Телефон больше не звонил.
4
Стыд жег Чемоданову подобно свежему горчичнику. Она была убеждена — если стянуть кофту и взглянуть в зеркало, на груди проявится горячий след.
Стыд отражался и на лице, плавал в черных глазах, даже чем-то изменил голос.
Соседка, Майя Борисовна, заметила состояние Чемодановой, едва та появилась в квартире.
— Ниночка, что случилось? — произнесла она. — К Сидорову вызвали врача, пусть заскочит и к вам, я попрошу. У вас температура, я вижу.
— Ах, отстаньте, — оборвала Чемоданова, направляясь к себе. — Извините, Майя Борисовна. Если будут звонить, меня нет дома, прошу вас.
— Уже звонили, — не удержалась Майя Борисовна. — Мужской голос.
— Вот, вот… Прошу вас. И на женский голос тоже. Ни для кого! — и ушла к себе, как провалилась.
Не снимая куртки, Чемоданова втянула себя в теплую глубину кресла. Из смятения мыслей, мучивших ее с тех пор, как началось собрание, она ясно выделила одно — она не сможет завтра пойти в архив. Без всяких бюллетеней, без всяких формальных причин — не пойдет. Что будет потом, безразлично. Она не может видеть этих людей. У нее есть три дня, что скопились к отпуску, за донорство…
Перед
На автобусной остановке она увидела Тимофееву.

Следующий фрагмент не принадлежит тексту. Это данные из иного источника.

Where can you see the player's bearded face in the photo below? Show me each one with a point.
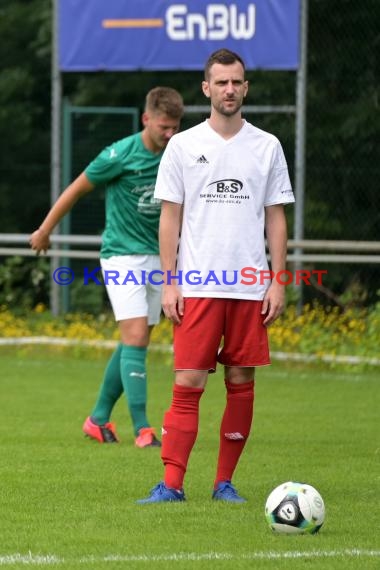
(226, 88)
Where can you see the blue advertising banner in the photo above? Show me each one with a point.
(121, 35)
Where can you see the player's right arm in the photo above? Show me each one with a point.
(170, 225)
(40, 239)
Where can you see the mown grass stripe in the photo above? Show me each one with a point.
(52, 559)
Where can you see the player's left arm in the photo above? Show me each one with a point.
(276, 233)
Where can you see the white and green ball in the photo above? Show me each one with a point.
(295, 508)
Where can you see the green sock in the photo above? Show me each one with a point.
(133, 376)
(110, 390)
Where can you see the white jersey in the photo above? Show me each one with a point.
(224, 186)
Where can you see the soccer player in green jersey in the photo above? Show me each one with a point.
(128, 169)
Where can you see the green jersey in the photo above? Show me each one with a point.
(129, 172)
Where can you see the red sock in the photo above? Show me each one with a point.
(235, 428)
(180, 431)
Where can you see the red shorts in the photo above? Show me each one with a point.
(197, 340)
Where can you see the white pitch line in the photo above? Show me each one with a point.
(53, 560)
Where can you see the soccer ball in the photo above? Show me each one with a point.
(295, 508)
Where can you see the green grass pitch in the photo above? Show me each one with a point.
(68, 502)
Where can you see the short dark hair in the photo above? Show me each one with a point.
(165, 100)
(223, 56)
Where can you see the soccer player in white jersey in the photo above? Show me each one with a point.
(223, 184)
(128, 169)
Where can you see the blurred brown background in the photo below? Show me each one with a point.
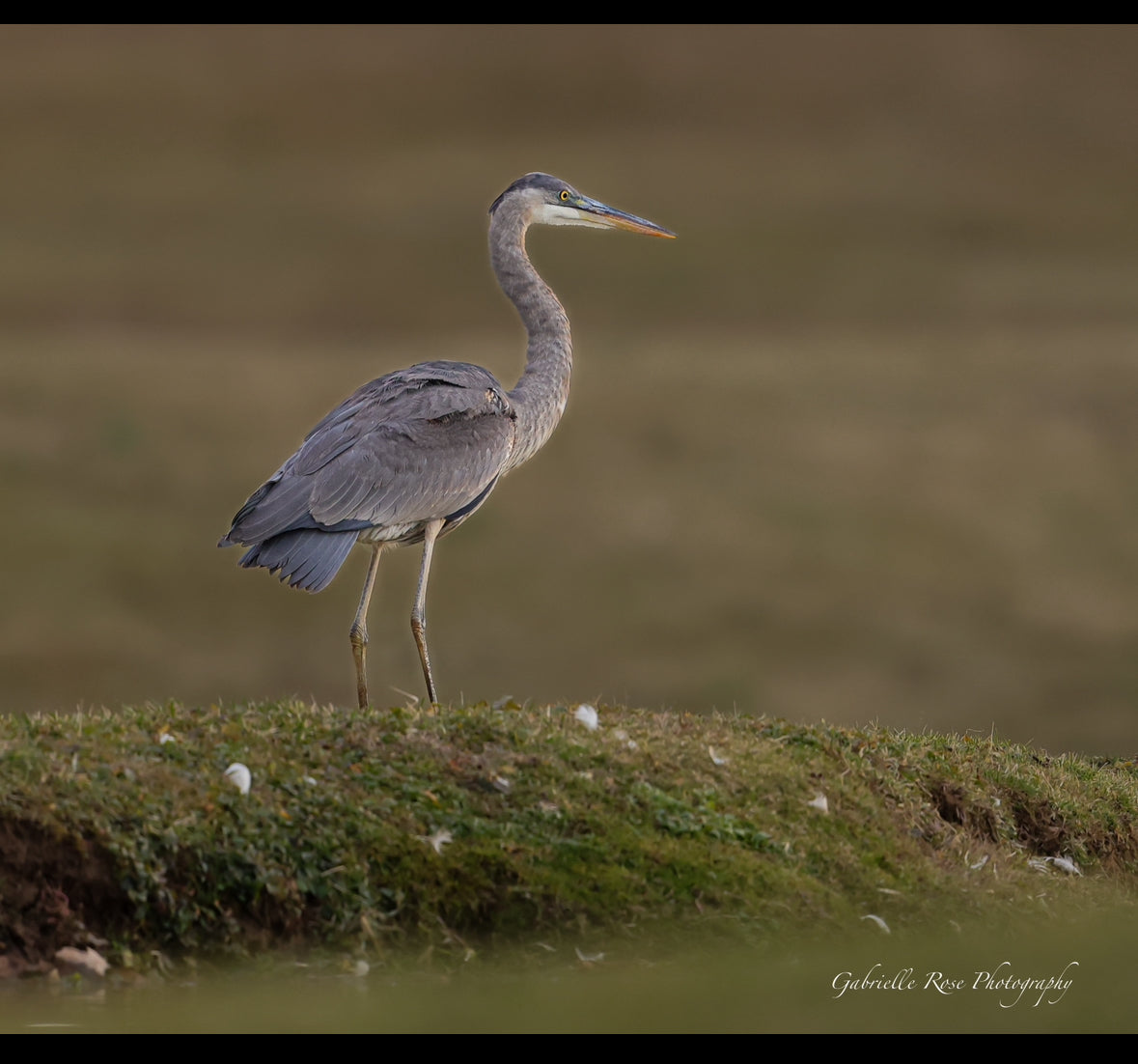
(859, 445)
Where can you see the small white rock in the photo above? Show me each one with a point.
(587, 715)
(240, 776)
(1069, 866)
(87, 961)
(438, 840)
(819, 802)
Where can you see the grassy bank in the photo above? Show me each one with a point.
(458, 828)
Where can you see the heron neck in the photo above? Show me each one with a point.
(541, 395)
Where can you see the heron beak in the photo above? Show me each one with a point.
(596, 212)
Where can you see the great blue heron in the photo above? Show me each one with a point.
(411, 456)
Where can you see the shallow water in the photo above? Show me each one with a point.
(892, 982)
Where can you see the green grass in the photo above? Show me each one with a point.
(383, 832)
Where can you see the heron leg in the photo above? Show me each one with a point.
(419, 613)
(360, 626)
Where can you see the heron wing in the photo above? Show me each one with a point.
(412, 446)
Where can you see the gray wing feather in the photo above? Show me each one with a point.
(412, 446)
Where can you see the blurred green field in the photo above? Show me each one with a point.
(859, 445)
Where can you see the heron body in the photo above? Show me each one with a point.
(411, 456)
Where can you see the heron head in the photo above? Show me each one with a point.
(544, 199)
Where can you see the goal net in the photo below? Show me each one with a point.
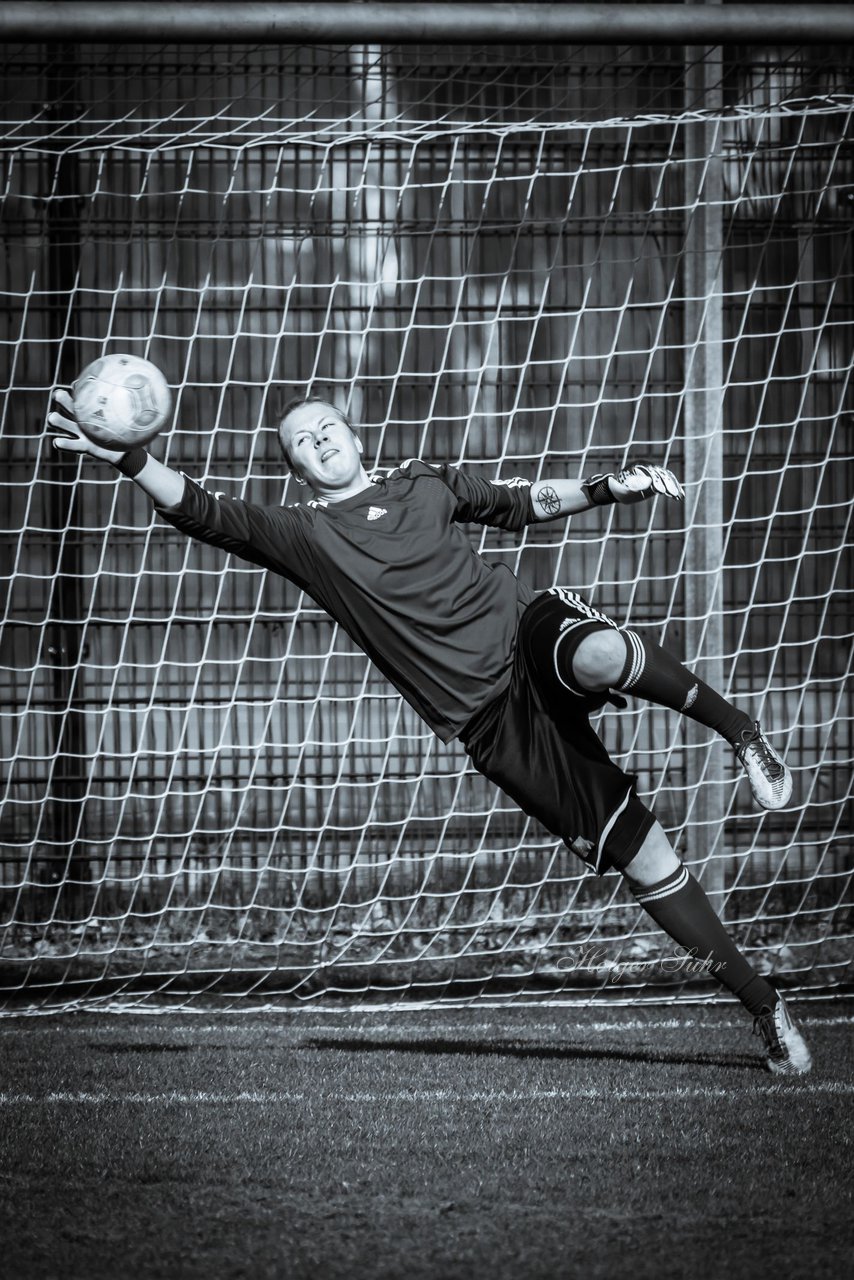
(525, 263)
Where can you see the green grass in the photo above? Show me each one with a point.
(461, 1143)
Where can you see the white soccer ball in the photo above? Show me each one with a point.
(122, 401)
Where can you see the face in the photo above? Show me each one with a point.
(323, 449)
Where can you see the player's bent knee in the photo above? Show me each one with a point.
(654, 860)
(599, 658)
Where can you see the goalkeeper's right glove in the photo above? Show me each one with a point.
(635, 483)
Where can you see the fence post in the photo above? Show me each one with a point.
(703, 425)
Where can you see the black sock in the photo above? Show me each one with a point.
(680, 908)
(651, 672)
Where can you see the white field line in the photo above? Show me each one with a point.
(362, 1023)
(287, 1097)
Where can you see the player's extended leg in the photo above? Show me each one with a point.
(676, 901)
(608, 658)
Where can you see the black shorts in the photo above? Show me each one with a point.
(535, 741)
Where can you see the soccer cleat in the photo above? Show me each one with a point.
(788, 1052)
(767, 773)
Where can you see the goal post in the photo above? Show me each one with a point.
(222, 21)
(521, 260)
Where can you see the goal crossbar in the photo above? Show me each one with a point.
(420, 23)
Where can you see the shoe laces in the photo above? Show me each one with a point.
(767, 760)
(766, 1024)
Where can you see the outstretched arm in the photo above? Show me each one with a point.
(635, 483)
(164, 485)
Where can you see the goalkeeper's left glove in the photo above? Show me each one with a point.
(635, 483)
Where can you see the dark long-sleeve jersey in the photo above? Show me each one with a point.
(394, 570)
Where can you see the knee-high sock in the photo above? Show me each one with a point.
(651, 672)
(679, 905)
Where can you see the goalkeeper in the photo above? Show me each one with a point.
(514, 675)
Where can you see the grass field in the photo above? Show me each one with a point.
(461, 1143)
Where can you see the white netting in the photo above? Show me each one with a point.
(528, 268)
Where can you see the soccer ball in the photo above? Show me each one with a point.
(120, 401)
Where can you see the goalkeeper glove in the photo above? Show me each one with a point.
(635, 483)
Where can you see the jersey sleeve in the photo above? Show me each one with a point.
(275, 538)
(503, 503)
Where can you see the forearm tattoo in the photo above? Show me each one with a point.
(548, 501)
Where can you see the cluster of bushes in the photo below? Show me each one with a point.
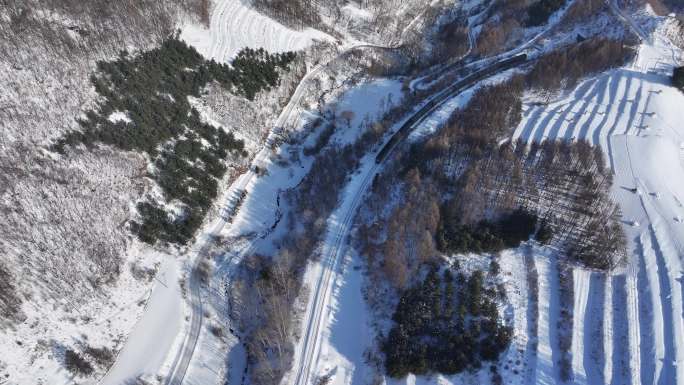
(487, 236)
(539, 12)
(563, 68)
(189, 156)
(678, 78)
(445, 324)
(251, 71)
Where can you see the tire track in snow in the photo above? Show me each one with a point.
(540, 129)
(638, 104)
(634, 323)
(605, 136)
(599, 104)
(525, 132)
(672, 311)
(581, 114)
(548, 352)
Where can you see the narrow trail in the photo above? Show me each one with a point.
(621, 374)
(532, 316)
(607, 357)
(590, 359)
(548, 351)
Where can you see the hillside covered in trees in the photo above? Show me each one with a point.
(145, 107)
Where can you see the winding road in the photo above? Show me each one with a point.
(307, 357)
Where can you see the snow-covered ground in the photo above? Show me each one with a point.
(629, 326)
(160, 322)
(234, 26)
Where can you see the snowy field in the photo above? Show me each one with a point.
(628, 326)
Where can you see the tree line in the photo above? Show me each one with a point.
(189, 156)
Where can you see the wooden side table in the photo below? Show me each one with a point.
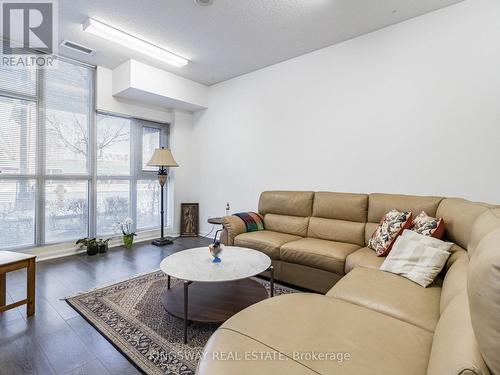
(11, 261)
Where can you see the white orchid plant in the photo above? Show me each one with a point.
(125, 226)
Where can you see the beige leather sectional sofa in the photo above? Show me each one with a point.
(369, 321)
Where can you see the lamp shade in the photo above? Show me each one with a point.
(162, 157)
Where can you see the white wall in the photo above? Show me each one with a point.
(181, 179)
(413, 108)
(106, 102)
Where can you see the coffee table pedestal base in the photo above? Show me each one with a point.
(212, 302)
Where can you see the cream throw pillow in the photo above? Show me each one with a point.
(417, 257)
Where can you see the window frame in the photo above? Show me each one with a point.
(40, 175)
(136, 172)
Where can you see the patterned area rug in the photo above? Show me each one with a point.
(131, 316)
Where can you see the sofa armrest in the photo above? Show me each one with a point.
(233, 226)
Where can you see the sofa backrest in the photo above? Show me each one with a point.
(339, 217)
(484, 288)
(379, 204)
(286, 211)
(459, 217)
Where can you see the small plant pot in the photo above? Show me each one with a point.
(103, 248)
(92, 249)
(128, 240)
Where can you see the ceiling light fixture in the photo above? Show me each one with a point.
(129, 41)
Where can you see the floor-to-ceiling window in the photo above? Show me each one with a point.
(65, 171)
(126, 186)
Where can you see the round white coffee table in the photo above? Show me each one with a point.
(214, 291)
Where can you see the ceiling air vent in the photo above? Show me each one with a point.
(78, 47)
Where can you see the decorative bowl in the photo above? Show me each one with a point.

Как нередко бывает при встрече с людьми небольшого роста, все произошло внезапно. Словно среди травы и палых листьев вдруг попадается случайный гриб. Ну, точно! На остановке собралось довольно много людей, а автобуса все не было и не было. Чемоданова вклинилась в толпу, хотелось быть ближе к месту, где, возможно, окажутся автобусные двери. Обошла сухопарого военного с портфелем и нос к носу оказалась с Тимофеевой. Чемоданова растерялась. Тимофеева взглянула из-под мягкого козырька вязаной шапочки.
— Тоже ушли? — проворчала Тимофеева.
— Последовала вашему примеру, — произнесла Чемоданова первое, что пришло в голову.
— Буду я там оставаться. Хотела помочь дураку, а он меня взашей прогнал. Пусть теперь отбивается от этой стаи, — Тимофеева оглянулась: — А что, давно не было автобуса?
— Я только подошла.
— Ну?… Ну-ну! Пройти до троллейбуса, что ли? — как бы приглашала она Чемоданову.
Та кивнула. Почему, и сама не знала… Они стали выбираться из толпы. Сумка Тимофеевой зацепилась за портфель военного.
— Вот еще! — Тимофеева рванула сумку.
Военный неуклюже пытался вывернуть портфель.
— Ах, господи ты боже ж мой, — взорвалась Тимофеева. — Да не вертитесь, генерал. Я сама разведу!
— Я не генерал, — буркнул военный.
— И никогда им не станете, — Тимофеева переменила руку, и сумка легко освободилась.
— Беда с мужиками. Бестолковщина. Мой тоже такой. Все я да я.
Она бодро вышагивала рядом с Чемодановой, и кончик носа забавно высовывался за крутым абрисом упругой щеки. Сумка, прижатая к боку, лежала неподвижно, точно на полке.
— В магазин зайдете? — спросила Тимофеева.
— Нет. Пожалуй, я прямо домой.
До гастронома ходьбы не более пяти минут. И тут Чемодановой захотелось поговорить с Тимофеевой. Она не помнила, когда оставалась с Софочкой наедине. Распри постоянно лихорадили их отделы, превращая любое общение в непременное выяснение обид или, в лучшем случае, обсуждение служебных проблем… А вот так, идти по улице вдвоем с Софочкой…
Но это был лишь порыв. Впечатление от собрания у Чемодановой еще не выветрилось, да и Тимофеева пребывала не в настроении.